(Teleborsa) – Battuta d’arresto nella trattativa tra il Governo – che ha visto schierati i ministri Giancarlo Giorgetti, Raffaele Fitto, Adolfo Urso insieme al sottosegretario alla presidenza Alfredo Mantovano – e ArcelorMittal. Nel corso dell’incontro a Palazzo Chigi con ArcelorMittal sull’ex Ilva di Taranto, la delegazione del Governo – fa sapere Palazzo Chigi in una nota – ha proposto ai vertici dell’azienda la sottoscrizione dell’aumento di capitale sociale, pari a 320 milioni di euro, così da concorrere ad aumentare al 66% la partecipazione del socio pubblico Invitalia, unitamente a quanto necessario per garantire la continuità produttiva. Il Governo ha preso atto della indisponibilità di ArcelorMittal ad assumere impegni finanziari e di investimento, anche come socio di minoranza, e ha incaricato Invitalia di assumere le decisioni conseguenti, attraverso il proprio team legale. Le organizzazioni sindacali saranno convocate dall’esecutivo per il pomeriggio di giovedì 11 gennaio.

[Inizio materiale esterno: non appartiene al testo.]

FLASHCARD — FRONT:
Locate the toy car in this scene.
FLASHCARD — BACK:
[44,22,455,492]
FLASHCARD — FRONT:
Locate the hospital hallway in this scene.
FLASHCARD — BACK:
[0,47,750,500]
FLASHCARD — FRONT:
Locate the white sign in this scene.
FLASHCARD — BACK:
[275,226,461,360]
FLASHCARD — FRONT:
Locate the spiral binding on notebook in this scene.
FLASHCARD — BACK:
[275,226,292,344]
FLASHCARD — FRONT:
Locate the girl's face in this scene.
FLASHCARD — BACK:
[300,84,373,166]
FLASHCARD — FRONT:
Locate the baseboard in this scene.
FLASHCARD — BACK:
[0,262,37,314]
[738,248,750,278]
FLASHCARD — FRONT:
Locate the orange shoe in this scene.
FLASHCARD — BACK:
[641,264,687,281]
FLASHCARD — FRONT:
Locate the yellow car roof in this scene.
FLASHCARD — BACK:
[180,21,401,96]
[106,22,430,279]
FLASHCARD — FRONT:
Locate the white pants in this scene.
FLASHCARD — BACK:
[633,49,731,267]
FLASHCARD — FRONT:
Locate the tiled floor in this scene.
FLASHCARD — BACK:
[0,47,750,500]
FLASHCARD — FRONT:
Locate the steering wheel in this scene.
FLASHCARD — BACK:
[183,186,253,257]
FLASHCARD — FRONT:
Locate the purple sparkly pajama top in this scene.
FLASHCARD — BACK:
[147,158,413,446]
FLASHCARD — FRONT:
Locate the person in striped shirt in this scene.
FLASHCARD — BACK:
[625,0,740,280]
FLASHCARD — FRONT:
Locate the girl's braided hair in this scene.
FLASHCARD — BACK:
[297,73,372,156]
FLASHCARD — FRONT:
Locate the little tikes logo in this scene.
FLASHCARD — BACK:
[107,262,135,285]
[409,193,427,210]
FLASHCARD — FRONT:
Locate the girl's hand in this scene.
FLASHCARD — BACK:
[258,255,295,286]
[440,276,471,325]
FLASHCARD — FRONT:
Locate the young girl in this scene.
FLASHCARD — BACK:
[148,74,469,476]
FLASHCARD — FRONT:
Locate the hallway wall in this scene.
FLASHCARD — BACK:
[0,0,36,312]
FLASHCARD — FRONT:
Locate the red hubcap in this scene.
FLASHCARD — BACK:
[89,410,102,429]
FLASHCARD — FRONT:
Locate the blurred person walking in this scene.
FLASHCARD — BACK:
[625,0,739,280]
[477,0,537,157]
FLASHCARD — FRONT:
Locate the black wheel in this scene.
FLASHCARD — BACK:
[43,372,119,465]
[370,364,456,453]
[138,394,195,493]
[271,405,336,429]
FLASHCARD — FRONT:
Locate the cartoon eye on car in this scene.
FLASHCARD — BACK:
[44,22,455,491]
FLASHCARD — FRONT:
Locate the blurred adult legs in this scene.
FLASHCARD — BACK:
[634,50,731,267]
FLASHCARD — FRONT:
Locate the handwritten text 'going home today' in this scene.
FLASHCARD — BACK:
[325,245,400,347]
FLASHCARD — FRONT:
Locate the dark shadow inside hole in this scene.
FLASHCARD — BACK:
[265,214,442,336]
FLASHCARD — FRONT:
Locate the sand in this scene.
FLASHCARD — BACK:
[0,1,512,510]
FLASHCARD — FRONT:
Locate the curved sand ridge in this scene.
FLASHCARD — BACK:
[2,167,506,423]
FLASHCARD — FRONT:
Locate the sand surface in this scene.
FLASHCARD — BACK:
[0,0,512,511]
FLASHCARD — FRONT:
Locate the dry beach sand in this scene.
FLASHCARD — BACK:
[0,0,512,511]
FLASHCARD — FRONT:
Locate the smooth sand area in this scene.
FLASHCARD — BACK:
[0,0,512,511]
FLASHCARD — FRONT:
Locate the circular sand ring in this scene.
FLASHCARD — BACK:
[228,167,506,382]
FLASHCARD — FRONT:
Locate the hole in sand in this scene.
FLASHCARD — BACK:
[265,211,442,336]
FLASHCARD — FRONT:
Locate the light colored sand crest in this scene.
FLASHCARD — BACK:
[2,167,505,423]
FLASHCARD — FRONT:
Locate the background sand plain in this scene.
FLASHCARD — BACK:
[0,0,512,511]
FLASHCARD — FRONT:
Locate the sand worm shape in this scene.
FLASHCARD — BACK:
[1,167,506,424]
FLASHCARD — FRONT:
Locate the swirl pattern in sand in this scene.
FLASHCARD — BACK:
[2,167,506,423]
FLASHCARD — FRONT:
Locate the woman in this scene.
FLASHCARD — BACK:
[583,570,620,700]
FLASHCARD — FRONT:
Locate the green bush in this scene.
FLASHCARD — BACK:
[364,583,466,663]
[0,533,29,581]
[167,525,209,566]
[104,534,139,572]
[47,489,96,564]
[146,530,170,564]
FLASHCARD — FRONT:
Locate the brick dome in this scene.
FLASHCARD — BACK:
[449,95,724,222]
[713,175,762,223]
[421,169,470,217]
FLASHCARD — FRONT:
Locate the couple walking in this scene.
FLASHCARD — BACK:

”Doveva essere la giornata decisiva per il tanto atteso incontro tra governo e vertici ArcelorMittal a Palazzo Chigi sulla vertenza ex Ilva o Acciaierie d’Italia, ci aspettavamo una svolta definitiva. Purtroppo ciò non è avvenuto – commenta Antonio Spera, segretario nazionale Ugl Metalmeccanici –. Oggi Palazzo Chigi giocava una delle più grandi e più importanti partite per la siderurgia e per l’intera industria italiana, che riguarda e coinvolge circa ventimila lavoratori. L’auspicio dell’Ugl Metalmeccanici era che oggi si sarebbe raggiunto un accordo diverso dagli anni passati e che l’azienda poteva contribuire a produrre acciaio con un nuovo piano industriale e un nuovo assetto societario. Ora la questione si mette tutta in salita”.
“Sono ore molte calde, la svolta c’è stata. Finalmente Arcelor Mittal ha dichiarato che non mette un euro per salvare l’acciaieria in Italia. Oggi questo è uscito in modo chiaro. Adesso, dopo aver preso atto con ritardo della situazione, lo Stato deve assumersi la responsabilità della gestione, mettere le risorse per superare questa fase e approntare un piano industriale per rilanciare la siderurgia” afferma il leader della Uilm, Rocco Palombella.
“Dalle notizie che filtrano la riunione è andata male, l’atteggiamento di Mittal è inaccettabile e va in direzione opposta alla responsabilità sociale che si richiede oggi ai grandi gruppi e alle multinazionali – dichiara il leader della Cisl, Luigi Sbarra –. Chiediamo al Governo di procedere nel solco degli intendimenti degli ultimi incontri assicurando il totale controllo dell’azienda, dando continuità produttiva e salvaguardando i siti e i livelli occupazionali conservando e mettendo in sicurezza un asset strategico e decisivo per il futuro del Paese”.
“Come abbiamo chiesto più volte, da ultimo con un emendamento alla legge di bilancio bocciato dal Governo Meloni, l’unica strada per salvare la produzione di acciaio nazionale – scrive sui social il deputato Pd ed ex ministro del Lavoro, Andrea Orlando – è quella di aumentare la partecipazione dello Stato in Acciaierie d’Italia, assumendone il controllo. Oggi il governo ha preso atto dell’indisponibilità di Arcelor di investire su Ilva. Una cosa che era evidente più di un anno fa, tanto è vero che il ministro Giorgetti, allora con delega allo sviluppo economico nel governo Draghi, aveva appostato oltre un miliardo per finanziare l’aumento della quota pubblica del capitale. Con uno spreco di risorse e con molto tempo di ritardo, dunque, oggi si percorre l’unica strada rimasta. Ci auguriamo lo si faccia in fretta, assicurando la continuità produttiva e mettendo nelle condizioni Acciaierie d’Italia di individuare altri partner industriali”.
Una soluzione va trovata in fretta. L’azienda ha, infatti, un problema urgente di pagamento delle forniture: il gas a Snam inanzitutto con un arretrato milionario che non ha portato al blocco della fornitura solo grazie all’intervento del Tar. Ma anche le aziende dell’autotrasporto che nei giorni scorsi hanno iniziato un presidio a oltranza davanti all’impianto di Taranto. E per i sindacati c’è anche una necessità di manutenzione la cui assenza, denunciano, è causa di emissioni e problemi di sicurezza per i lavoratori.